EU membership, the battle for convergence uplift and what currency farmers would be using in an independent Scotland were all up for discussion at a heated NFU Scotland debate in Stirling this week.
Political heavyweights descended on United Auctions to argue the cases for and against independence to a packed out sales ring of 400 farmers, crofters, processors, vets and industry leaders.
Representatives from the Better Together and Yes Scotland campaigns were at loggerheads over EU membership, and the continuation of vital Common Agricultural Policy (Cap) support, in the event of Scots voting to become independent on September 18.
Deputy First Minister Nicola Sturgeon said there was no doubt Scotland would be accepted into the EU as an independent nation. However Scottish Secretary Alistair Carmichael warned it was unlikely Scotland would be granted membership with the same conditions it currently experiences as part of the UK.
The two politicians also dealt blows over currency – Mr Carmichael said walking away from the UK meant walking away from the pound sterling. However Ms Sturgeon said it was overwhelmingly in the economic interests of Westminster to allow an independent Scotland to continue using the pound.
The thorny issue of convergence uplift also reared its ugly head and farm minister Richard Lochhead attacked the UK government for not allocating the £190million in subsidy money awarded to top up Scotland’s per hectare direct payments to the Scottish Cap budget.

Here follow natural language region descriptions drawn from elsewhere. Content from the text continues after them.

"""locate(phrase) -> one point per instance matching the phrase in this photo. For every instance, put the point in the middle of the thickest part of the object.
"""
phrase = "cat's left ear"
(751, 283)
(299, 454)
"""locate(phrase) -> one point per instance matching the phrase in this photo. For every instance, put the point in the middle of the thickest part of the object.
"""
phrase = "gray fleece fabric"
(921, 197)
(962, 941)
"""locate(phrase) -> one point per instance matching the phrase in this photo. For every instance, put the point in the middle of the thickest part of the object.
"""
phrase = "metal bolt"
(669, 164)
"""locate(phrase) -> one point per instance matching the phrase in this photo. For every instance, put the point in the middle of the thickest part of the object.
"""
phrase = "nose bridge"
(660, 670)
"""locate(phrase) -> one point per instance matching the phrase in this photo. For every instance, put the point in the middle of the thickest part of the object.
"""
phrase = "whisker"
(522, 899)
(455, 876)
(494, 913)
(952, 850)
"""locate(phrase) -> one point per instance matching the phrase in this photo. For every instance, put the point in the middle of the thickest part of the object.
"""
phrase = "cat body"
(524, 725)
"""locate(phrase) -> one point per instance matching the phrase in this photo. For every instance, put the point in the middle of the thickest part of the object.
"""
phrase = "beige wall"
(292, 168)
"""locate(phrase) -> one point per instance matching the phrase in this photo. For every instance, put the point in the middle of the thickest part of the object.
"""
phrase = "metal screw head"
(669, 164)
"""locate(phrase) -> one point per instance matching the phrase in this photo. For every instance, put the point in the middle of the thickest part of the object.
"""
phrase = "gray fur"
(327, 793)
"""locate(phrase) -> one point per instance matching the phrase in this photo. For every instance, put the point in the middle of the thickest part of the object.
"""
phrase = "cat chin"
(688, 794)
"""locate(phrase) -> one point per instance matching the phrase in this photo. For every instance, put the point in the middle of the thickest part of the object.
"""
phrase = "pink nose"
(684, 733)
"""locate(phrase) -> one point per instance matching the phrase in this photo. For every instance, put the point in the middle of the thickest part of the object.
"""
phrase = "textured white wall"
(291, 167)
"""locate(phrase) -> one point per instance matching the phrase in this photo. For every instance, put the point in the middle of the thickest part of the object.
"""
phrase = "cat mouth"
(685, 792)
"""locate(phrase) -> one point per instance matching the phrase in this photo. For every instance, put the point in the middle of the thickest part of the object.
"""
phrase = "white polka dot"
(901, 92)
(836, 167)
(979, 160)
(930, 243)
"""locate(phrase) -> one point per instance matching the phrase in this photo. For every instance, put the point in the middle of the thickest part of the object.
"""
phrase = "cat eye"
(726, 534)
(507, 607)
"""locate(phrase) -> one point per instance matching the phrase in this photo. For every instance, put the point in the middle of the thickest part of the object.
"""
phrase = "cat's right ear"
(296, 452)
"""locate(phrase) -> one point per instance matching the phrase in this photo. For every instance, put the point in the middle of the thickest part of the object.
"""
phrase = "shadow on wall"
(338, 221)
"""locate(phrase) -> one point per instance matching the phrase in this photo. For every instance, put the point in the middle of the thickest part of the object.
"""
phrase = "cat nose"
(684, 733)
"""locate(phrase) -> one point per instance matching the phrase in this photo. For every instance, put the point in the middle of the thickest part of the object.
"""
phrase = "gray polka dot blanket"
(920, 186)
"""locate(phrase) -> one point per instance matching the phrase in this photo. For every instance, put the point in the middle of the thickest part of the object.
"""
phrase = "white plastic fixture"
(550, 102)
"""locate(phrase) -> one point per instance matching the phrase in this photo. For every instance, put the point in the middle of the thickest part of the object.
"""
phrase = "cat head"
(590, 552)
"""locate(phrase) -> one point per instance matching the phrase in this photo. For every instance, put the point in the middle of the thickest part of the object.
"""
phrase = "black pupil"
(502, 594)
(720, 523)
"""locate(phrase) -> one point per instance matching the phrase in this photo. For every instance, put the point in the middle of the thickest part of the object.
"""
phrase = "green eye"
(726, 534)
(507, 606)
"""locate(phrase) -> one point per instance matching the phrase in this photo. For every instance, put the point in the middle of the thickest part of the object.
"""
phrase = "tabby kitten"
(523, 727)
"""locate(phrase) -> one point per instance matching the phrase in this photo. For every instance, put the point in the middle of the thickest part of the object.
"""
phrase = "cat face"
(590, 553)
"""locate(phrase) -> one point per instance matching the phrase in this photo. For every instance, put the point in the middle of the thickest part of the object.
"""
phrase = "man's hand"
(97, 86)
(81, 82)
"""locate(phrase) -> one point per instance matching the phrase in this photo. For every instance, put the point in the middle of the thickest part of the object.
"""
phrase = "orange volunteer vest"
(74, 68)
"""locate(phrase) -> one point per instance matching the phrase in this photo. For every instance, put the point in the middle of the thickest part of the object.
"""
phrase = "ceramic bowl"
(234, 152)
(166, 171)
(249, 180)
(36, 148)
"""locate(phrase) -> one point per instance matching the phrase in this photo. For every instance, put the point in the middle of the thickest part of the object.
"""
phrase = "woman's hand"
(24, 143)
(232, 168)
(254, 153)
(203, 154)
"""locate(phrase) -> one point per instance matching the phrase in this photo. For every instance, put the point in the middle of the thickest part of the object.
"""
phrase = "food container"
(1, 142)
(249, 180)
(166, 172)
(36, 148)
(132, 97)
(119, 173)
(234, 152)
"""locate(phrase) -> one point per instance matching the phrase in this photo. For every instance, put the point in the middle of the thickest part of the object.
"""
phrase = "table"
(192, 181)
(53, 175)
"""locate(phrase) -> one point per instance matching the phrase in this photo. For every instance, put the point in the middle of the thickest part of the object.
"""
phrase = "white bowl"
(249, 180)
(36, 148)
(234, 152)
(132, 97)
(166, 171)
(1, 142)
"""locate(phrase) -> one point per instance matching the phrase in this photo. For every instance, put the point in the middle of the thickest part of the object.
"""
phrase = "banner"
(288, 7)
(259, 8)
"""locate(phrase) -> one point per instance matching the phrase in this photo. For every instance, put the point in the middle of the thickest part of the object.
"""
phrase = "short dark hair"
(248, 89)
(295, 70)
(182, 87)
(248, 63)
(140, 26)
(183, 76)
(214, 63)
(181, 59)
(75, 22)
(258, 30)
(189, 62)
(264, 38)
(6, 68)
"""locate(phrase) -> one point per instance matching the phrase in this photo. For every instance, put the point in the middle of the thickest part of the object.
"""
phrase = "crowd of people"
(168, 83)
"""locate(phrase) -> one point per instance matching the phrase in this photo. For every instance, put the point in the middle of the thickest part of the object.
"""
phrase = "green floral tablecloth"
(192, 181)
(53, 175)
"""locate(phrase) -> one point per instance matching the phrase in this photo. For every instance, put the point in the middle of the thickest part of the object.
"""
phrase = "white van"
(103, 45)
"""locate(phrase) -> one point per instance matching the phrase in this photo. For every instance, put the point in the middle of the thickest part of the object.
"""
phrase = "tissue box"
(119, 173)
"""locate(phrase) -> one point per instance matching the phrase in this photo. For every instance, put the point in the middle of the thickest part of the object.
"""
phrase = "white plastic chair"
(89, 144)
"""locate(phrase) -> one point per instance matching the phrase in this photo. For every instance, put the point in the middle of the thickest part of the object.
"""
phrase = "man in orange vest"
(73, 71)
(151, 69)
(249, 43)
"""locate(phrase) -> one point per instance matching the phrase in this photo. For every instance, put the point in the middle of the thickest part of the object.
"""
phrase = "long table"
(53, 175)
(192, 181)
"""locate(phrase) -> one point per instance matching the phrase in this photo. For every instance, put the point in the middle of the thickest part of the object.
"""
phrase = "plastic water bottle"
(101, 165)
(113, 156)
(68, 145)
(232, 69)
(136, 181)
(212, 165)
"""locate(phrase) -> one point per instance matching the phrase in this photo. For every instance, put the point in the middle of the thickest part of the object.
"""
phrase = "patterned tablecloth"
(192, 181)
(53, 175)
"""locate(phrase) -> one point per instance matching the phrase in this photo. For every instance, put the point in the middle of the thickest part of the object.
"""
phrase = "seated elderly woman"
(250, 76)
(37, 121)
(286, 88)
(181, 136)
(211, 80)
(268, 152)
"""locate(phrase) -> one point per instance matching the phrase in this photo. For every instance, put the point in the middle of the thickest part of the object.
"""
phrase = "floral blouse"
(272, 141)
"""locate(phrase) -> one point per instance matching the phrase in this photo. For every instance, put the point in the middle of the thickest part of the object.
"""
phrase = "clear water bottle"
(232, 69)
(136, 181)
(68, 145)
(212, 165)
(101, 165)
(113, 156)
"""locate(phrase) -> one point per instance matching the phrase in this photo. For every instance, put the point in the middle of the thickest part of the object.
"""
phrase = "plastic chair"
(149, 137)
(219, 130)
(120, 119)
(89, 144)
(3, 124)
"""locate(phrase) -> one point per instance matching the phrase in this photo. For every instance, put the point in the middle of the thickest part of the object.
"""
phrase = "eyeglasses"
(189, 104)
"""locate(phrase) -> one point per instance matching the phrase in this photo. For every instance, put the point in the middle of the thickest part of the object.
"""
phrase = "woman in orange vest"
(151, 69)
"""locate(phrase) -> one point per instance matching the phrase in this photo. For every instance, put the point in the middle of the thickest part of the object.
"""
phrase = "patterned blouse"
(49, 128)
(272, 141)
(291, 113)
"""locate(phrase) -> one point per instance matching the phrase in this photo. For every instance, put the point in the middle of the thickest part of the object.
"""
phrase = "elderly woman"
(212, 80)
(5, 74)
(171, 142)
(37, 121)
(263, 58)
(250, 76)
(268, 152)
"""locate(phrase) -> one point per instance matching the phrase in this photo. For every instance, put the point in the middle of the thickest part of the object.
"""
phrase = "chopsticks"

However, Lib Dem MEP George Lyon said the argument for convergence uplift had not been terribly convincing and it did not go far enough to deal with the problems Scotland faces in moving from an historic to area-based direct payments system.
He was heckled for saying Scotland’s farmers received the second highest per farm payment in the UK, which was in stark contrast to Mr Lochhead’s assertion that Scotland’s farmers receive the lowest per hectare payment in Europe.